# Replacing a Cork Handle and Reel Seat



## kapman

I have a rod that I have used for years that I would like to keep for awhile longer, but I need to replace the cork handle and reel seat. Can this be done? I watched a few online videos on rod building and they all show the cork handle and reel seat being placed on from the small tip (top) of the rod and slid all the way down. (bear with me if this is a dumb question) that would require taking all the guides off the rod. 

Can a new cork handle and reel seat be replaced and installed from the back of the blank? 

If so, I would like to replace it with one of the Modular cork handles that seem to becoming popular. Can this cork be purchased at FTU? 

Thanks in advance for any advise.


----------



## Scott Kleppe

You can do it this way, but the reaming of the new cork grip will be large at the front of the grip. The seat will have to be shimed to fit snug also. How much depends on the taper of the blank. This gap can be covered by a rubber winding check or with a epoxy ramp. The winding check is the absolute easiest.


----------



## Stan Grace

Shimming for the front end of the new grip can be done simply by wrapping thread or twine to fill the space. I've replace several seats and grips from the rear of the rod this way.


----------



## Fishtoys

*Agreed*

I agree I've done it this way also a couple of times Stan. Nylon works well.


----------



## captneilf

Hi,


I remove the cork grip either buy using a knife or sanding it down with Dinasaur skin and/or coarse grit sand paper. At the end fine sand paper smooths the area.

I use a Dremel tool with a cutting disc to remove the reel seat. I cut length wise ansthen pop off tjhe seat. Be careful not to cut the blank. Clean the blank area in prep for installation.

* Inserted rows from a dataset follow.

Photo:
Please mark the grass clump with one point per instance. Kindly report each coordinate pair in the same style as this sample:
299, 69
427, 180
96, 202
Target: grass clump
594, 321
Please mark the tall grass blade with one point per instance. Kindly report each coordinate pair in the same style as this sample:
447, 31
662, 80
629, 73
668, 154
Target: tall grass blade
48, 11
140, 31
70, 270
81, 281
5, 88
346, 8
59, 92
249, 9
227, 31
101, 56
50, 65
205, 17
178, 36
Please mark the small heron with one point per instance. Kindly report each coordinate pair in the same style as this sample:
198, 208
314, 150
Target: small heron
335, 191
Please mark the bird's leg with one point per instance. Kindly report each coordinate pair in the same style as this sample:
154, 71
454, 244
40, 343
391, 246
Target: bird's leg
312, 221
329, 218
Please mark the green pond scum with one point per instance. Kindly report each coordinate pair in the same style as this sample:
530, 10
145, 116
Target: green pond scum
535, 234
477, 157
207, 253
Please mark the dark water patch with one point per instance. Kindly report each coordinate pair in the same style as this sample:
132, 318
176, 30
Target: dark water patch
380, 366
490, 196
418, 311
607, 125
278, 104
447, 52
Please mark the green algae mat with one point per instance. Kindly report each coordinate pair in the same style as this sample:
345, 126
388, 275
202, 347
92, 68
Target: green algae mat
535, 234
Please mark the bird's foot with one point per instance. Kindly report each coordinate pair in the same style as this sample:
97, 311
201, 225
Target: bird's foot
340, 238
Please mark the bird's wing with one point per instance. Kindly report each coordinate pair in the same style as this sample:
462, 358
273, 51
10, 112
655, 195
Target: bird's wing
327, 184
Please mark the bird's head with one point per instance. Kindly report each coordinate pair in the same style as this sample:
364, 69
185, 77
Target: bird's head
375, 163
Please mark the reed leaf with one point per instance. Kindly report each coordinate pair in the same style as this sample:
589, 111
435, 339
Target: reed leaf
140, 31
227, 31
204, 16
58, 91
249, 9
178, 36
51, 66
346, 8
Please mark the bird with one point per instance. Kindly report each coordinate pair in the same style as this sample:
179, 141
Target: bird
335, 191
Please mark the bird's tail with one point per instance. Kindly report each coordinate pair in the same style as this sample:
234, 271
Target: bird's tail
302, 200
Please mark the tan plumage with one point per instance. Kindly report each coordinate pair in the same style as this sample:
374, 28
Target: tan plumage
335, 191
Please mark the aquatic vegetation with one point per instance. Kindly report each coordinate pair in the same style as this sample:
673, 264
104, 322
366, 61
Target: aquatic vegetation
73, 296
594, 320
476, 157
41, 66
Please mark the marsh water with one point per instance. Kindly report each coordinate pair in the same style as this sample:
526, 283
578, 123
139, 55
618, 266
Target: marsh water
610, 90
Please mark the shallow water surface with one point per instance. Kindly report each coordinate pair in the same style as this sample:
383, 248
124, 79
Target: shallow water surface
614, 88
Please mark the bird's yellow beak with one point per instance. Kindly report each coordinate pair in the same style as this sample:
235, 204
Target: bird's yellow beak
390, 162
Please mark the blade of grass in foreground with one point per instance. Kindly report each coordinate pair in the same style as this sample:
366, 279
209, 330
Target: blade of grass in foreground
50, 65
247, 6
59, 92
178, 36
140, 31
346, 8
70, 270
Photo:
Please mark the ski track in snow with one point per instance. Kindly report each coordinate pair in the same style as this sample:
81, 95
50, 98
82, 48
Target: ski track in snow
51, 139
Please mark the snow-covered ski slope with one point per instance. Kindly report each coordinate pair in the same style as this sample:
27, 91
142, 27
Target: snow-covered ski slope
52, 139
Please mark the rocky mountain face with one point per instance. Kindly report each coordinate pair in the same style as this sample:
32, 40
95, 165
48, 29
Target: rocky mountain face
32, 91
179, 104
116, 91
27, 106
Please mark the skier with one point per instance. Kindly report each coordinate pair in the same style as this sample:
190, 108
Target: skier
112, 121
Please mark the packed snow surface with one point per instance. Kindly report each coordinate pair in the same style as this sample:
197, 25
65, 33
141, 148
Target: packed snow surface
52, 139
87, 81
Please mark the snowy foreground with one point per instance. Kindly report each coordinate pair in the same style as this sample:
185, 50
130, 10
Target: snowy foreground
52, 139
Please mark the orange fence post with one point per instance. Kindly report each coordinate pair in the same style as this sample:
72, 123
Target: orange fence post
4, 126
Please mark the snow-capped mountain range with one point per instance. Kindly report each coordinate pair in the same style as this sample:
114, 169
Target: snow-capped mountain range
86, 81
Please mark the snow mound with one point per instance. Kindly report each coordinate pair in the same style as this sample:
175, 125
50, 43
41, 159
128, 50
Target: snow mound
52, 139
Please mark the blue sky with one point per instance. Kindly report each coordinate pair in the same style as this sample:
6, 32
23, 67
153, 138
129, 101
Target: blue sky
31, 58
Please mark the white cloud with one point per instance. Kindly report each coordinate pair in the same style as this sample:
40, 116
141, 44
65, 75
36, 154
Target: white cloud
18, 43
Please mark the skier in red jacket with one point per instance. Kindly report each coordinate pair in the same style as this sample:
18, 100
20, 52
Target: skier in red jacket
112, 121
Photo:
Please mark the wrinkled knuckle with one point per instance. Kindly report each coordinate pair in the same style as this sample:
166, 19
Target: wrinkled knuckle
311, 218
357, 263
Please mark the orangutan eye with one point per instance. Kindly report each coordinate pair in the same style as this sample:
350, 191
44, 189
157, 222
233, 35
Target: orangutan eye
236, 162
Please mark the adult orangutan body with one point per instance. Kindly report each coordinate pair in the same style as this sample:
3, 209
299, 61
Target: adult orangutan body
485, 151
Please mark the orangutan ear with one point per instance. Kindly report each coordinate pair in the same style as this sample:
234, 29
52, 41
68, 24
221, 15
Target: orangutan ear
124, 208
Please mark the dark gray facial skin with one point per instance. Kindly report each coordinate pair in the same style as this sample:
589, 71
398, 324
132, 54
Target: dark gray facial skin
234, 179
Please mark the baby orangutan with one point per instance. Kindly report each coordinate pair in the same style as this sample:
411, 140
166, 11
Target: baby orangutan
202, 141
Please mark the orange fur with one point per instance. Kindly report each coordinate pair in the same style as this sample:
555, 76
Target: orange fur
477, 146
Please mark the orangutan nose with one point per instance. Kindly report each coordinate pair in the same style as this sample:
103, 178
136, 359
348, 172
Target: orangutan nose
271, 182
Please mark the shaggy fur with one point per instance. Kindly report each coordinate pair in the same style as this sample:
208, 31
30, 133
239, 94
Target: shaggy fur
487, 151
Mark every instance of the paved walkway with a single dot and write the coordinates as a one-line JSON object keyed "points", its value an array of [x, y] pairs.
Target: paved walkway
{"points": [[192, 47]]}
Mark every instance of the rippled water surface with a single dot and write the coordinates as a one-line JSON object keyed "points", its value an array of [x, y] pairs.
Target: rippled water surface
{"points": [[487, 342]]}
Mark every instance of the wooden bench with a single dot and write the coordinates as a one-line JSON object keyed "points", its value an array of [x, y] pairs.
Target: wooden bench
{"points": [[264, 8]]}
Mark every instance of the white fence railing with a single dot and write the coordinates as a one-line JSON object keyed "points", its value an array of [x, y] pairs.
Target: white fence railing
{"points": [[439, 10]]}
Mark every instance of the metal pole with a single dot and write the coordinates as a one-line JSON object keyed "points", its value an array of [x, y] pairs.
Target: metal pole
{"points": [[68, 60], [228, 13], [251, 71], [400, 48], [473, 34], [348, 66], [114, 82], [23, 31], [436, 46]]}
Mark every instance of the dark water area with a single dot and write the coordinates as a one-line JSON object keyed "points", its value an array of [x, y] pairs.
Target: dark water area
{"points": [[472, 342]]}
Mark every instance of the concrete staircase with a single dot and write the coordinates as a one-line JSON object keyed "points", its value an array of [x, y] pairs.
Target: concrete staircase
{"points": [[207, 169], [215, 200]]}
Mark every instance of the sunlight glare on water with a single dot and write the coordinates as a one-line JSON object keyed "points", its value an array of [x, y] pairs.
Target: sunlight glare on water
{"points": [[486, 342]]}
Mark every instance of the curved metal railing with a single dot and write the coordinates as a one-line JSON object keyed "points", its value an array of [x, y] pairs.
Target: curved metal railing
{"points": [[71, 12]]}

The reel seat and pre formed cork grip has an ID larger than the OD of the blank. I use four masking tape shims of 1/2" wide tape under the reel seat. I make them so the reel seat just slides over the masking tape shims. I fill the area with U-40 Rod Bond as it is a semi paste, NOT a liquid. Slide the reel seat into place and aling accordingly. When the epoxy cures there will be a solid platform under the reel seat.

I install the preformed grip the same way, 1/2" masking tape shims spaced about 3/4" apart. Fill the gaps with Rod Bond and slide the grip into place.

Clean the area using 91% isoprophyl alcohol. Let sit for a day, then complete the task.

I hope this helps.

Capt Neil


----------